Maikel describes being chained hand and foot for daylong stretches, when he wasn't inside a holding cell with other detainees he likened to "monkey cages." He said he and others would have to ask loved ones over the phone — if they were allowed a phone call — what time it was, because there were no windows and no clocks in the facility.

He claims that guards at Alligator Alcatraz do not wear name tags, so when those same guards physically assault detainees, the detainees cannot identify them to issue a complaint.

Maikel is one of many immigrants held at Florida's Alligator Alcatraz detention center who claim to have experienced inhumane and violent conditions. WLRN reported last year on allegations of harsh punishments doled out to detainees.

"Florida Rising stands alongside a group of courageous women waging a relentless fight — day after day — demanding that immigration authorities release their loved ones: people held without legal basis, stripped of due process, and silenced behind walls of institutional violation of basic human rights," said Dian Alarcón, Miami Organizer and leader of the Immigration Campaign at nonprofit advocacy group Florida Rising.

According to data released by the Trump Administration, the majority of people in ICE detention do not have criminal records, despite the administration's claim that they are seeking to deport dangerous criminals.

Even for those detainees who do have charges in their past, advocates say the conditions in detention are unjust for those who have served their time.

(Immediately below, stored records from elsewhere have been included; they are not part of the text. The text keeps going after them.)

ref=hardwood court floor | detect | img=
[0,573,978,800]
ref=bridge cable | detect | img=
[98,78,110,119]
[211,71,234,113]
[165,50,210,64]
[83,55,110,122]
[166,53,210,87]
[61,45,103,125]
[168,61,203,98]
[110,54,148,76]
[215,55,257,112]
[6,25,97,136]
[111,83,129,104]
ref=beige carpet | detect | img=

As someone who has spent time in incarceration before, Maikel said even prison was preferable to immigrant detention. "The years I spent in prison were nothing compared to the five months I spent in that place," he said.

Criminal history 

Maikel was incarcerated for 13 years on a felony charge from 2004. Though he was initially arrested and charged on counts of murder and robbery — crimes he claims he did not commit — the state ultimately declined to prosecute on those charges and instead convicted him for accessory to murder and sentenced him to 15 years in prison.

After serving his time in various institutions throughout Florida, Maikel was released and sought gainful employment. He became a supervisor at a gardening company, and he's been working for almost a decade with no further criminal charges on his record.

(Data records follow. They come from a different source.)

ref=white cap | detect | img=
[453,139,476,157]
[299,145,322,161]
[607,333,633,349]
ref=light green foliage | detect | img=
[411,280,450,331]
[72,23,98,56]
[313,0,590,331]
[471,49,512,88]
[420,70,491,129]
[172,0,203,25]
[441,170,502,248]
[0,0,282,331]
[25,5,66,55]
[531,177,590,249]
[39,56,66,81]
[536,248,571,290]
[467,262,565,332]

"I'm not a problem person. In this country, I work from Sunday to Sunday to push my family forward. Work comes first for me and then family," Maikel said.

Maikel is required to wear an ankle monitor after leaving immigrant detention at Alligator Alcatraz.
Joshua Ceballos / WLRN
/
WLRN
Maikel is required to wear an ankle monitor after leaving immigrant detention at Alligator Alcatraz.

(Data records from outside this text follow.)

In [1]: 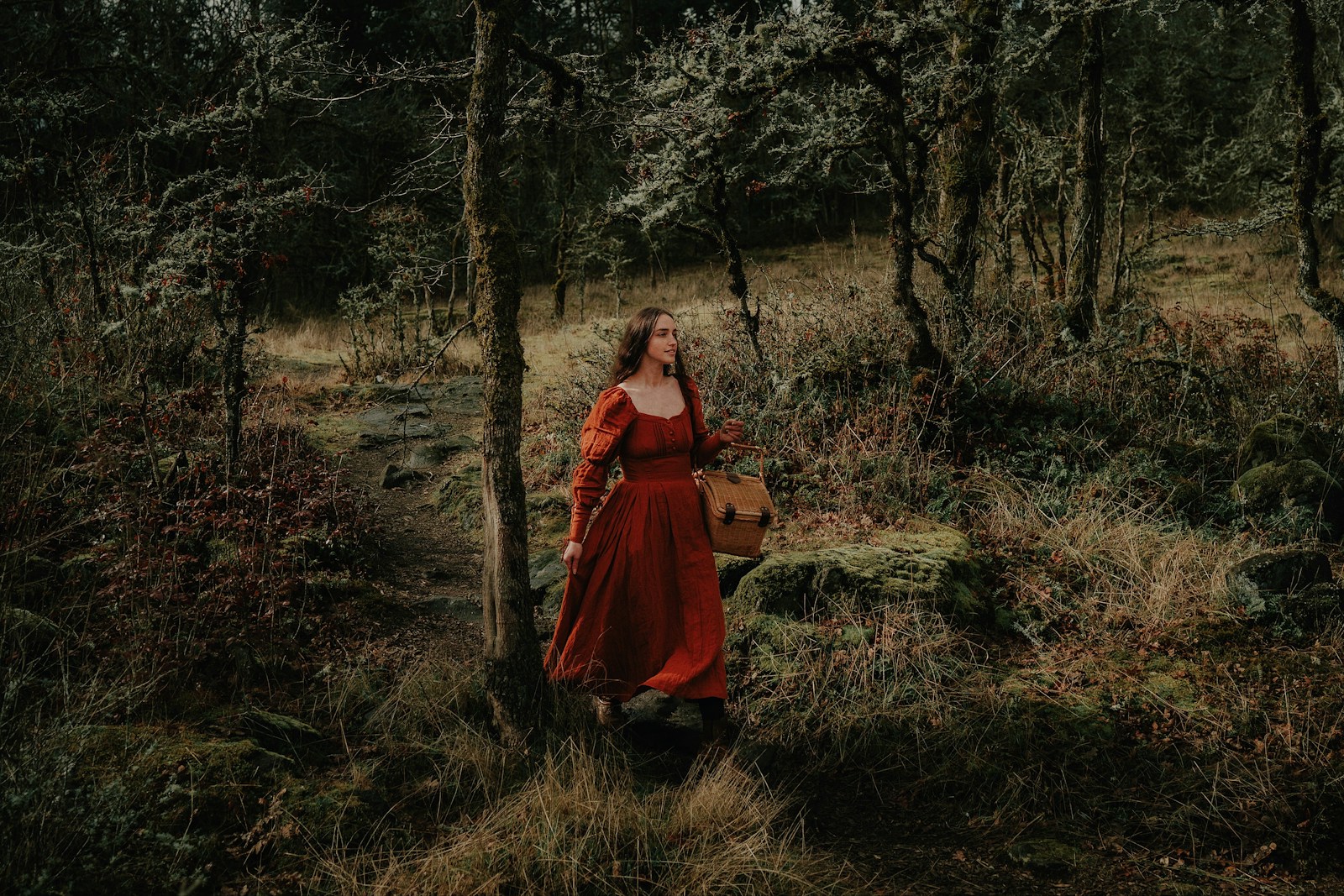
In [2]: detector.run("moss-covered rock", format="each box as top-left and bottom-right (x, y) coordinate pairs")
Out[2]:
(1226, 548), (1344, 634)
(1226, 548), (1331, 594)
(434, 464), (481, 532)
(714, 553), (764, 598)
(1236, 414), (1329, 473)
(527, 548), (569, 612)
(238, 708), (331, 762)
(406, 432), (480, 470)
(527, 489), (570, 545)
(1279, 582), (1344, 631)
(1004, 838), (1082, 874)
(734, 528), (985, 619)
(1232, 459), (1344, 536)
(0, 726), (291, 896)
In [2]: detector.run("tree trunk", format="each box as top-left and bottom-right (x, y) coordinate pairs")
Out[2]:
(218, 276), (255, 479)
(869, 48), (948, 378)
(1064, 12), (1106, 343)
(938, 0), (1003, 336)
(462, 0), (546, 743)
(1288, 0), (1344, 396)
(1110, 126), (1142, 307)
(711, 170), (764, 364)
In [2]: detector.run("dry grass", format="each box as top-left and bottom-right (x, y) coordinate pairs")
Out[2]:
(1141, 233), (1341, 358)
(325, 741), (856, 896)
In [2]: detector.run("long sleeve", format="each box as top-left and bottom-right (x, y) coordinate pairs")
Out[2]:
(570, 387), (634, 542)
(685, 378), (723, 466)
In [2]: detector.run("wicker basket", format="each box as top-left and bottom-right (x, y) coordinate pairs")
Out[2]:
(695, 445), (774, 558)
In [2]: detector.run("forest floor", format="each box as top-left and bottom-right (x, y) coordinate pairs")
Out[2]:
(276, 359), (1344, 894)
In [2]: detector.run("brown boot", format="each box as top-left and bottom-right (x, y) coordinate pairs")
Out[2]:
(593, 697), (625, 728)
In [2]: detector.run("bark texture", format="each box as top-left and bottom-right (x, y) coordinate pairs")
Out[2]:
(938, 0), (1003, 336)
(1288, 0), (1344, 396)
(462, 0), (546, 743)
(1064, 12), (1106, 343)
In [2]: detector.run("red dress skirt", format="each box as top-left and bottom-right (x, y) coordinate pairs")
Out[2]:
(546, 380), (727, 700)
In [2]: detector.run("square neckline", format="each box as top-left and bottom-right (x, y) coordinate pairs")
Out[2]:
(616, 383), (690, 423)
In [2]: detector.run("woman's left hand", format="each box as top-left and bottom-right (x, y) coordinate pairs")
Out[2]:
(719, 421), (743, 445)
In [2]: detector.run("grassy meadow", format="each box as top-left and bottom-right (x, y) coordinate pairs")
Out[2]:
(0, 225), (1344, 896)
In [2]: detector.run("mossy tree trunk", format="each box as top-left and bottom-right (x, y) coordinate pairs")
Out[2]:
(462, 0), (546, 743)
(1288, 0), (1344, 396)
(858, 47), (948, 379)
(936, 0), (1003, 336)
(1064, 11), (1106, 343)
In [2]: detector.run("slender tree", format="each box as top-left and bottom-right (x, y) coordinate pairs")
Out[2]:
(462, 0), (546, 743)
(1064, 9), (1106, 343)
(936, 0), (1003, 334)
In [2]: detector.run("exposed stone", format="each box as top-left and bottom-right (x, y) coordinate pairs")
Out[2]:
(415, 594), (486, 623)
(238, 708), (328, 760)
(0, 605), (69, 652)
(383, 464), (428, 489)
(406, 434), (479, 470)
(1232, 459), (1344, 535)
(734, 528), (984, 619)
(1004, 838), (1082, 873)
(359, 421), (450, 448)
(1227, 548), (1331, 594)
(1236, 414), (1329, 473)
(527, 548), (569, 612)
(1279, 582), (1344, 631)
(1226, 548), (1344, 631)
(714, 553), (764, 598)
(434, 466), (481, 532)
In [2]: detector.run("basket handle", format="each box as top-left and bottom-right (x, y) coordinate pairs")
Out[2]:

Last October, during a court-mandated parole check-in, Maikel was told he was being detained.

" I heard about people being detained at court hearings, but I went because I wanted to do things the right way. I needed to renew my license and my work permit. When I got there, they told me they were going to revoke my paperwork and detain me," he said.

ICE attempted multiple times to deport Maikel to Mexico, flying him first to Texas where he told officials that he was Cuban and should not be deported to Mexico. He was returned to Alligator Alcatraz. Later, he was shipped west again, this time to California, and officials again tried to deport him to Mexico. Roxana got in touch with an immigration attorney in California who was able to secure Maikel a writ of habeas corpus and have him sent back to Miami.

Now that he's been released, Maikel is required to wear an ankle monitor. He has an upcoming hearing to decide if he can take it off.

Maikel has lost his job owing to his prolonged detention, and is now looking for work. In the meantime, Roxana has had to pay the rent for them and their 1-year-old child with help from her father.

Roxana said that the majority of migrants in detention are not criminal, and pointed out the irony that many staff at facilities like Krome are Hispanic migrants themselves. She said that people like her husband have served their debt to society, and a broad description of migrants as dangerous is unjust and inhumane.

"If someone made a mistake in the past, they've already served their time. It's not fair to categorize everyone as a criminal, she said.